As often happens, the furor over Anne-Marie Slaughter’s Atlantic article has brought her question into sharper focus.
Even the expected feminist blowback is illuminating. Writing for Salon.com professional feminist Rebecca Traister takes vigorous exception to Slaughter’s viewpoint.
In her words:
Here is what is wrong, what has always been wrong, with equating feminist success with “having it all”: It’s a misrepresentation of a revolutionary social movement. The notion that female achievement should be measured by women’s ability to “have it all” recasts a righteous struggle for greater political, economic, social, sexual and political parity as a piggy and acquisitive project.
Traister is notably agitated by the notion of having it all. She declares, correctly, that no one can ever have it all. So she concludes that women are being told that feminism wants them to have it all so that when they discover that they can’t they will blame feminism.
Ergo, having-it-all-ism is a patriarchal conspiracy to discredit feminism.
In reality, this notion has been intrinsic to feminist recruiting efforts. Feminism is a cult. It tries to attract followers as any cult does, by promising that if you join it you can have everything that you have always dreamed of. You can be a feminist and be married and have a family and have a great career.
By now even Traister sees that the promise is fraudulent. Feminists are walking away from it because it is no longer luring young women into the feminist cult.
Most of the time, feminism is presented as a form of liberal or progressive politics. Most people, I would venture, see it as mainstream, middle-of-the-road, equally at home on the right and the left.
Who today would dare to say that women do not deserve equal pay for equal work?
On this score I agree with Traister and I give her credit for honesty. Feminism is a “revolutionary social movement,” a form of radical leftist social politics.
Whatever your politics are if you join the feminist cult or if you identify yourself as a feminist you are signing on to do the work of leftist extremists.
Since Traister sees feminism as a righteous struggle against, as it happens, human nature, she is correct to say that it should not be seen in terms of the goodies it can hand out.
We all know that the verb “to have” might have something to do with possessing something. You can have a car and a home and a husband and children. You can have dinner and you might have a Ming vase on your mantle.
But when you say that you have to do something, the verb “to have” has a meaning that is wildly detached from the idea of possession.
Besides, how warped do you have to be to consider that a husband and children are acquisitions, roughly equivalent to a new pair of shoes?
Yet, Traister is trying to make a larger point here. Allow me to clarify it.

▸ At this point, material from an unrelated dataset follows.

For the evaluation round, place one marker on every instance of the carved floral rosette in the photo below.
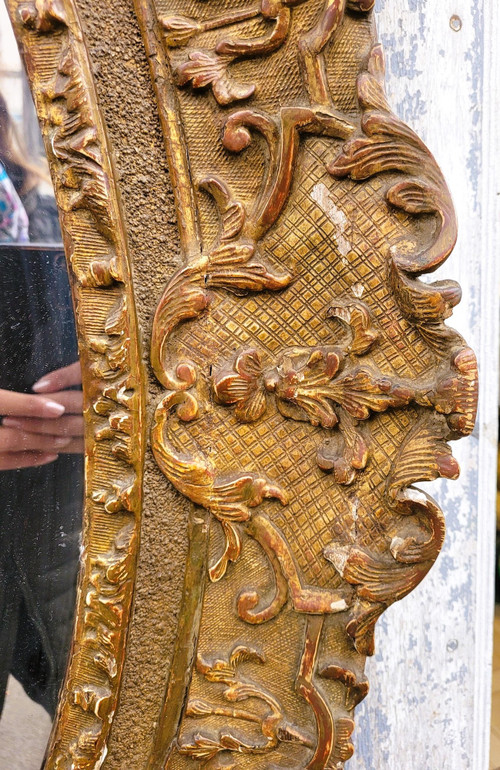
(310, 378)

She is saying that feminism does not promise a rose garden or a closet full of shoes. It seeks social justice and the overthrow of capitalism. This implies that those who respond to its siren song are asserting a higher degree of moral virtue than are those who join up because they were promised a house in the suburbs to go along with their careers.
In this context, we can reframe Anne-Marie Slaughter’s question. If a woman is both a feminist and a mother and if she chooses to make certain personal sacrifices to advance the cause, does she also have the right to sacrifice her children to the same cause.

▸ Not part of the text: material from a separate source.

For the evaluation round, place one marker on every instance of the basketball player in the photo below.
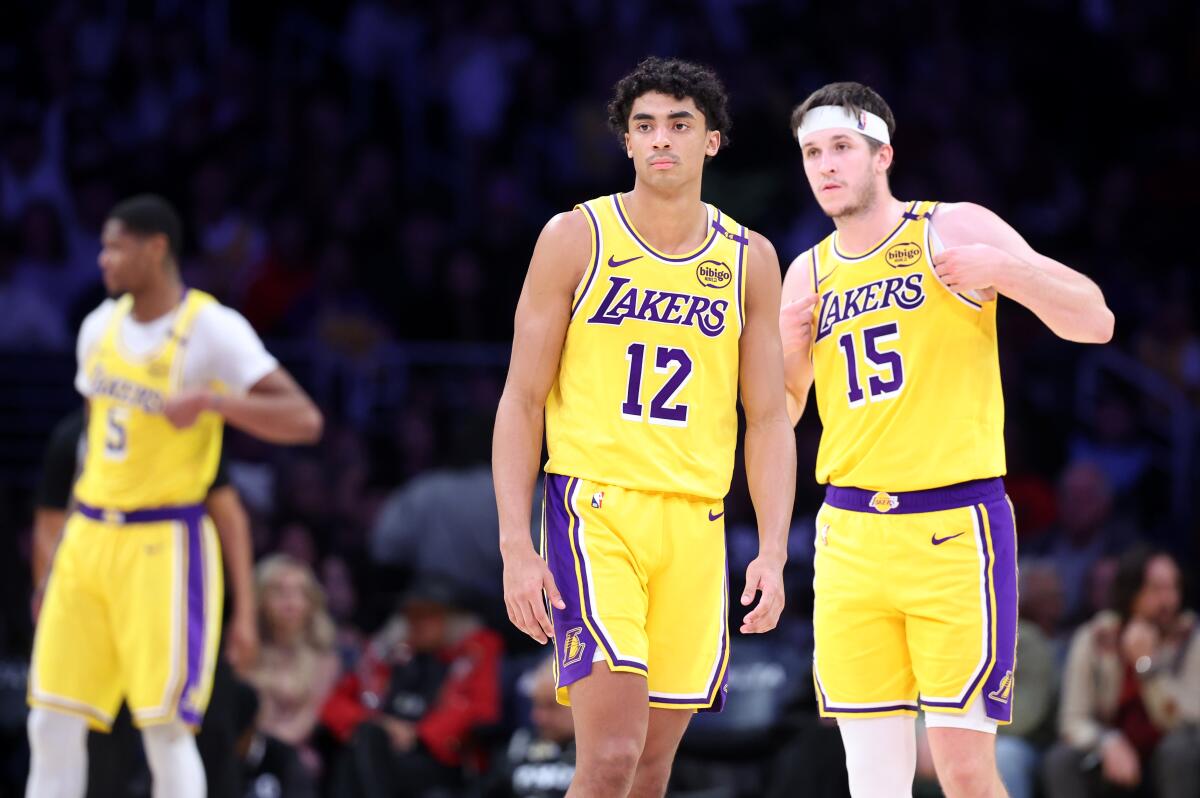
(641, 318)
(132, 605)
(115, 760)
(893, 317)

To be more precise, is it Slaughter’s duty as a true-believing feminist to sacrifice her SONS to the cause?
The question involves two different forms of human identity. One is defined by social role; the other by ideological commitment. Any form of identity brings with it duties and obligations.
Of course, a woman can be a feminist and a mother. She can, with more difficulty, be a feminist and a wife. She can also be a feminist and an executive.

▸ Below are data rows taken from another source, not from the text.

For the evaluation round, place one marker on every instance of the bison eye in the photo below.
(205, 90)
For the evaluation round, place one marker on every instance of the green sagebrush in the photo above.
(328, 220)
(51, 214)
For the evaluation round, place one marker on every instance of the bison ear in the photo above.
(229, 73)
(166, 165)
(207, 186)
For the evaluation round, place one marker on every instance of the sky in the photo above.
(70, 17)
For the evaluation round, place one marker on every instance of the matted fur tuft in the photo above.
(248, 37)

Now, what happens if her duty as a feminist conflicts with her duty as a mother or a wife or an executive?
Situations arise, as Slaughter makes clear, where a woman, like most humans who are not women, have to choose: loyalty to her ideology or loyalty to her children?
Slaughter recognized that her choice of a career opportunity had hurt her children. She decided that her duty as a mother was more important than her duty to feminism.
That is what most disturbs fanatical feminists like Rebecca Traister. They want to make world cultural history and will allow nothing to get in the way, certainly not their duty to care for a teenage boy.
Explaining her decision, Slaughter quoted Mary Matalin, who once said that she was dispensable as a member of the White House staff she was dispensable, but not as her daughters’ mother.
It was easier for the White House could find someone who could do her job than it would be for her daughters to find a replacement mother.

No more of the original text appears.